Top U.K. Scientist Resigns Over Coronavirus Distancing Violation

The Four Percent


Neil Ferguson, the epidemiologist whose frightening projections of coronavirus deaths precipitated the lockdown in Britain, resigned from the government’s scientific advisory group on Tuesday, after admitting he breached social distancing rules by illicitly meeting his lover.

“I deeply regret any undermining of the clear messages around the continued need for social distancing,” said Dr. Ferguson, who has become a household name in Britain over the last two months, preaching the virtues of staying apart.

Leading a respected team of scientists at Imperial College London, Dr. Ferguson has long been an influential voice on infectious diseases. But he achieved a new level of notoriety in mid-March, with a report warning that without steps to control it, the virus could kill 250,000 to 510,000 Britons.

During this period of confinement, the Telegraph reported that Dr. Ferguson, 51, allowed a woman with whom he had a relationship to visit him at home. He had just come out of his own self-isolation after suffering from Covid-19.

In his statement to the Telegraph, he said, “I acted in the belief that I was immune, having tested positive for coronavirus and completely isolated myself for almost two weeks after developing symptoms.”

Dr. Ferguson sat on the government’s secretive Scientific Advisory Group on Emergencies, or SAGE. His membership was only formally confirmed on Monday, when the government published the names of 50 of the 52 members.

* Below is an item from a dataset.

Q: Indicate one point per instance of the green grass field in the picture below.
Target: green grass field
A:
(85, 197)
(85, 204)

Israel, whose aggressive response to the coronavirus has held its fatality rate to a fraction of those of the United States and other hard-hit nations, is readying a nationwide serological test of 100,000 citizens to see how widely the virus has spread across its population and how vulnerable it may be to a new wave of the contagion.

The results could aid in deciding how quickly businesses and schools should be allowed to return to normal operations. On Monday, Israel announced that citizens could leave their homes after a 40-day lockdown, but many aspects of economic and social life remain curtailed.

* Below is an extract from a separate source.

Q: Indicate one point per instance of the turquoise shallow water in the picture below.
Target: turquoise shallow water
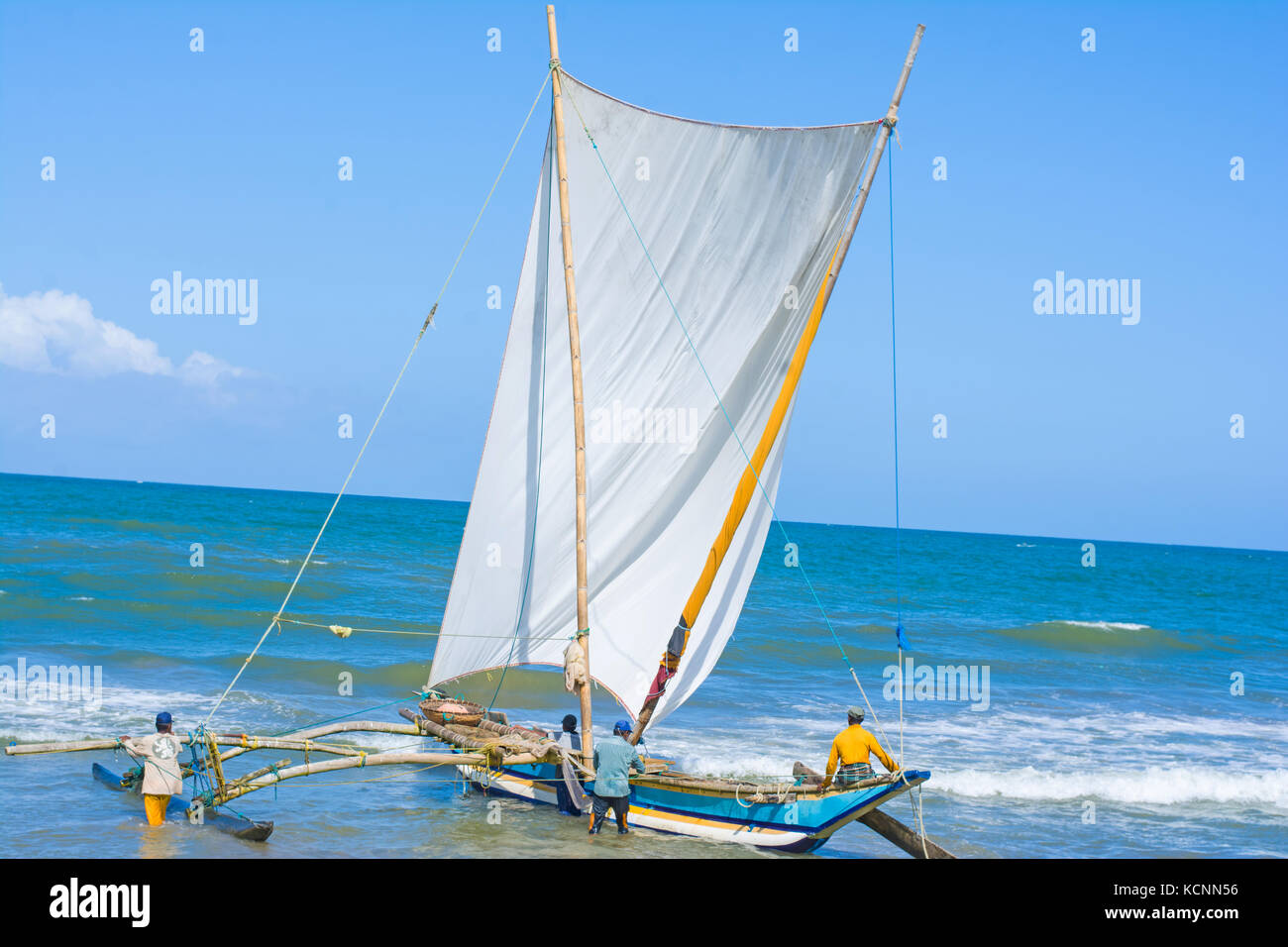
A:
(1111, 728)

Officials say they hope the survey will identify the portion of the healthy population that has not yet been exposed to the virus, and the portion that has already been exposed but has developed antibodies to it. The answers could have enormous implications for a country’s capacity to withstand a new wave of the virus.

If antibody tests show that a sizable portion of the population has developed antibodies, that could mean Israel is on its way to “herd immunity” and would be well equipped to withstand further outbreaks.

More than 170 years ago, the Choctaw Nation sent $170 from Oklahoma to starving Irish families during the potato famine. A sculpture in County Cork commemorates the generosity of the tribe, itself poor.

“I’d already known what the Choctaw did in the famine, so short a time after they’d been through the Trail of Tears,” Sean Callahan, 43, an Apple administrator in Cork City who made a donation, said on Tuesday. “It always struck me for its kindness and generosity and I see that too in the Irish people. It seemed the right time to try and pay it back in kind.”

On Sunday the organizers wrote on the page that “acts of kindness from Indigenous ancestors passed being reciprocated nearly 200 years later through blood memory and interconnectedness. Thank you, IRELAND, for showing solidarity and being here for us.”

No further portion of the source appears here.